Frieds S. Miller

FSM, labor administrator and official, was born at La Crosse, Wisconsin, on April 16, 1889. Her parents, James Gordon, a lawyer, and Erna Segelke, died when FSM was small, leaving Frieda and her younger sister Elsie to be reared by their grandmother, Augusta (Mrs. Charles) Segelke of La Crosse. FSM received her BA from Milwaukee-Downer College (later Lawrence University), Milwaukee, Wisconsin, in 1911; she then spent four years doing graduate work in economics, sociology, political science, and law at the University of Chicago, but did not complete a degree.

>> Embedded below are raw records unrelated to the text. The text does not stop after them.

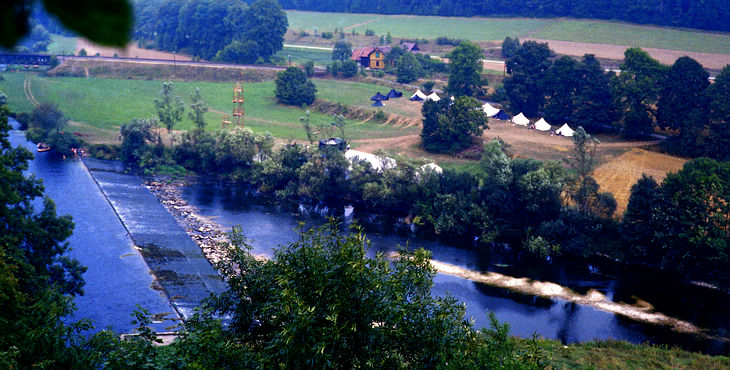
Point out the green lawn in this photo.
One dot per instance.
(490, 29)
(357, 94)
(104, 104)
(301, 56)
(633, 35)
(310, 21)
(62, 45)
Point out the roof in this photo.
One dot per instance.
(366, 51)
(410, 46)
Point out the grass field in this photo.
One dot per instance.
(491, 29)
(301, 56)
(101, 105)
(634, 35)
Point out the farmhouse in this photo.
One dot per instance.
(371, 57)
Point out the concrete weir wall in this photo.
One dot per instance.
(176, 261)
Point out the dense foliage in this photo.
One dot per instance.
(448, 126)
(227, 30)
(294, 88)
(708, 14)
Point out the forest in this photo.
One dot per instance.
(709, 14)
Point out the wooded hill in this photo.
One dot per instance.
(707, 14)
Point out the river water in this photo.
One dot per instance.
(118, 278)
(272, 224)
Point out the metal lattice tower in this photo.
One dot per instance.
(238, 99)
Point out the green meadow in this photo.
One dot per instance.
(100, 106)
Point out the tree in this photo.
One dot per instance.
(169, 109)
(465, 68)
(342, 51)
(718, 97)
(637, 225)
(265, 23)
(448, 127)
(408, 69)
(525, 70)
(639, 85)
(293, 87)
(198, 108)
(510, 47)
(681, 96)
(693, 209)
(37, 277)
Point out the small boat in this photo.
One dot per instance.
(42, 147)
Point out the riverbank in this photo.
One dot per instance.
(199, 228)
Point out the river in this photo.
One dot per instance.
(271, 224)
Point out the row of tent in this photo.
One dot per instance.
(378, 97)
(542, 125)
(420, 96)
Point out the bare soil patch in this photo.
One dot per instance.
(131, 51)
(616, 52)
(619, 174)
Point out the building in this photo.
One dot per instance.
(371, 57)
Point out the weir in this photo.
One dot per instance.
(177, 262)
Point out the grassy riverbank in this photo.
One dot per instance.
(624, 355)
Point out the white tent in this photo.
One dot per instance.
(565, 130)
(542, 125)
(521, 120)
(490, 110)
(376, 162)
(419, 94)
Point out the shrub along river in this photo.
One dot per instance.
(119, 278)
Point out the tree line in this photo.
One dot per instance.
(708, 14)
(228, 30)
(645, 95)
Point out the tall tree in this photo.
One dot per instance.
(198, 108)
(525, 71)
(681, 99)
(169, 108)
(718, 97)
(639, 84)
(266, 24)
(465, 68)
(342, 51)
(448, 126)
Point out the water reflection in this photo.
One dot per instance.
(273, 224)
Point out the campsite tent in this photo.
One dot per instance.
(379, 96)
(418, 96)
(394, 94)
(521, 120)
(433, 97)
(542, 125)
(502, 116)
(565, 130)
(490, 110)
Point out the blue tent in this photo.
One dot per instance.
(394, 94)
(379, 97)
(502, 116)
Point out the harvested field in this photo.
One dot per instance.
(616, 52)
(131, 51)
(619, 174)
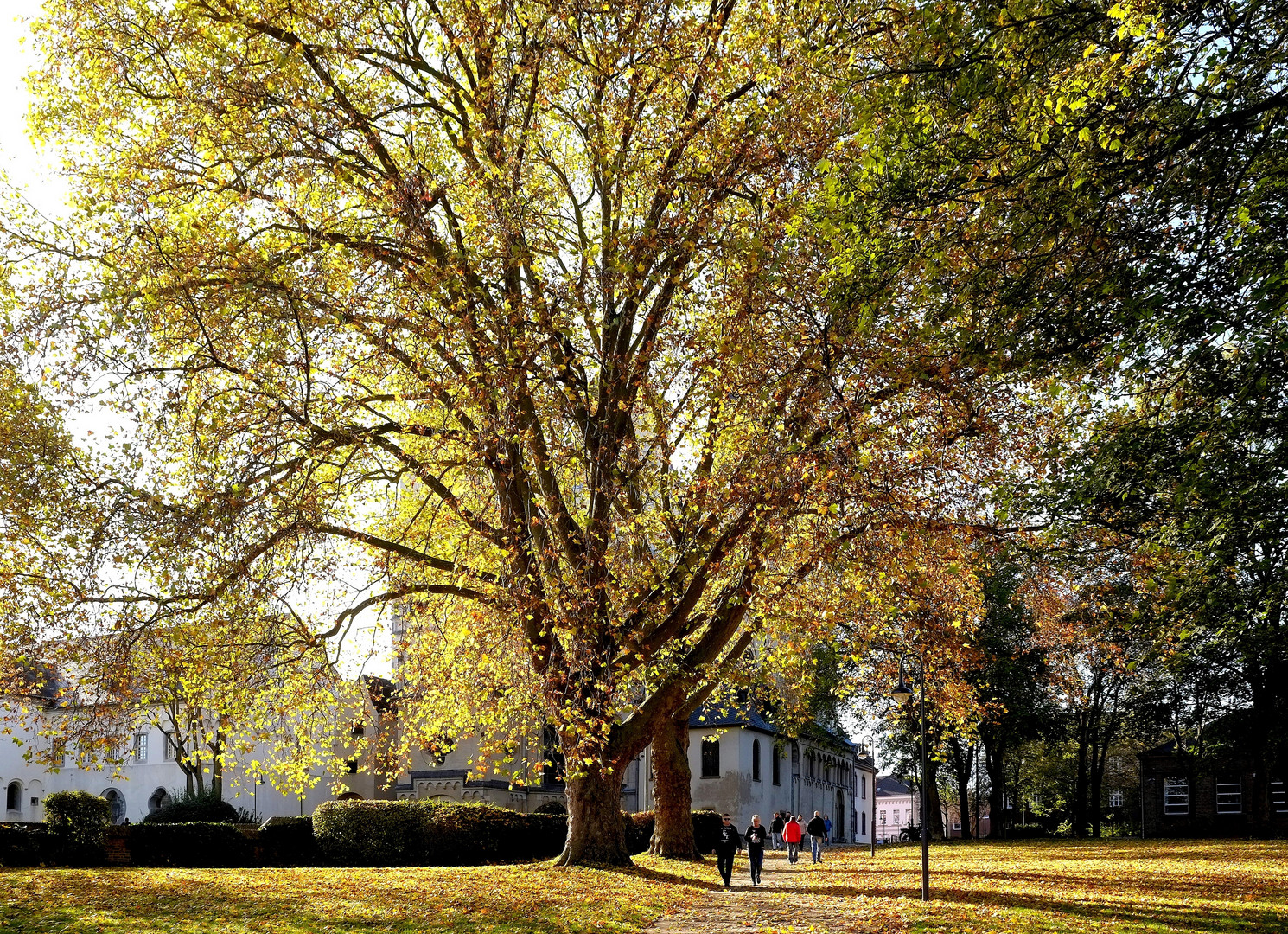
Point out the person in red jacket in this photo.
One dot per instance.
(793, 835)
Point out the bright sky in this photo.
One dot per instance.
(29, 169)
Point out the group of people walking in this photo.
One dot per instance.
(785, 830)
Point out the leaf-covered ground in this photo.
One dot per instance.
(1122, 886)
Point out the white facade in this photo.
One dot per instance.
(896, 807)
(142, 782)
(743, 768)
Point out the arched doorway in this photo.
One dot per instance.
(116, 800)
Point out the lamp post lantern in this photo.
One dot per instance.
(902, 694)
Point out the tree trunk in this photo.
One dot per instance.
(1080, 789)
(673, 792)
(217, 776)
(995, 763)
(934, 805)
(596, 833)
(962, 764)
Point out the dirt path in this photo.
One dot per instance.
(791, 899)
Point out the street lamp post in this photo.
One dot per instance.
(903, 694)
(872, 802)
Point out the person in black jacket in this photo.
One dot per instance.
(817, 830)
(755, 838)
(728, 842)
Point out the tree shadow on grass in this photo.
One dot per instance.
(1172, 913)
(674, 879)
(150, 908)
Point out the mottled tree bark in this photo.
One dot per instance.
(596, 833)
(673, 792)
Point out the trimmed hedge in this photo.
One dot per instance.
(288, 841)
(433, 834)
(79, 820)
(30, 844)
(196, 809)
(189, 844)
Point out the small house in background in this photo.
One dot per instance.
(1211, 787)
(896, 808)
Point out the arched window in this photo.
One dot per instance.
(710, 757)
(160, 799)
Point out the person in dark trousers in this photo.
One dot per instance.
(793, 835)
(817, 830)
(755, 838)
(728, 842)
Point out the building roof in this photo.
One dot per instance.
(889, 786)
(36, 681)
(730, 715)
(746, 715)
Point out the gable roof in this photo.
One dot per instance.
(730, 715)
(889, 786)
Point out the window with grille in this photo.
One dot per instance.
(1176, 796)
(1229, 797)
(1279, 797)
(710, 757)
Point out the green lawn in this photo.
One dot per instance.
(1125, 886)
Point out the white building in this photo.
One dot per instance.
(738, 762)
(743, 765)
(896, 808)
(137, 786)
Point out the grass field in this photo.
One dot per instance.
(1046, 888)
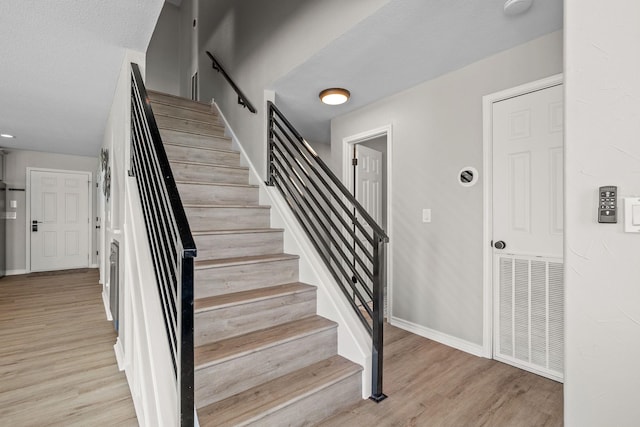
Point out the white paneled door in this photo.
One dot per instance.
(368, 192)
(369, 181)
(528, 231)
(59, 223)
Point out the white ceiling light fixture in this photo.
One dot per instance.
(334, 96)
(516, 7)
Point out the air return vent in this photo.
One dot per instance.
(530, 318)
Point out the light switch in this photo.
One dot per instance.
(635, 215)
(632, 214)
(426, 215)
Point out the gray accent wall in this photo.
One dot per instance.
(258, 42)
(163, 53)
(437, 267)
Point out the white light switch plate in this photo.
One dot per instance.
(426, 215)
(632, 214)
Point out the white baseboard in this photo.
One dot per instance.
(105, 301)
(442, 338)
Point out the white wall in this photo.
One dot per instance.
(602, 263)
(323, 151)
(163, 53)
(188, 45)
(16, 164)
(437, 130)
(258, 42)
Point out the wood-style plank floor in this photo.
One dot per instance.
(431, 385)
(57, 364)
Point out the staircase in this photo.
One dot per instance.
(262, 355)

FSM spent the next several years at a variety of jobs, including secretary to the Philadelphia branch of the Women's Trade Union League (1918-1923) where she met her lifelong friend Pauline Newman. In 1929 Frances Perkins appointed FSM director of the Division of Women in Industry and Minimum Wage at the New York State Department of Labor; she was instrumental in the passage of New York's Minimum Wage Law for Women and Minors in 1933. In 1938 Governor Herbert Lehman appointed FSM Industrial Commissioner of New York, a post she held until 1943 when she left to become special assistant for labor to John C. Winant, U. S. Ambassador to the United Kingdom.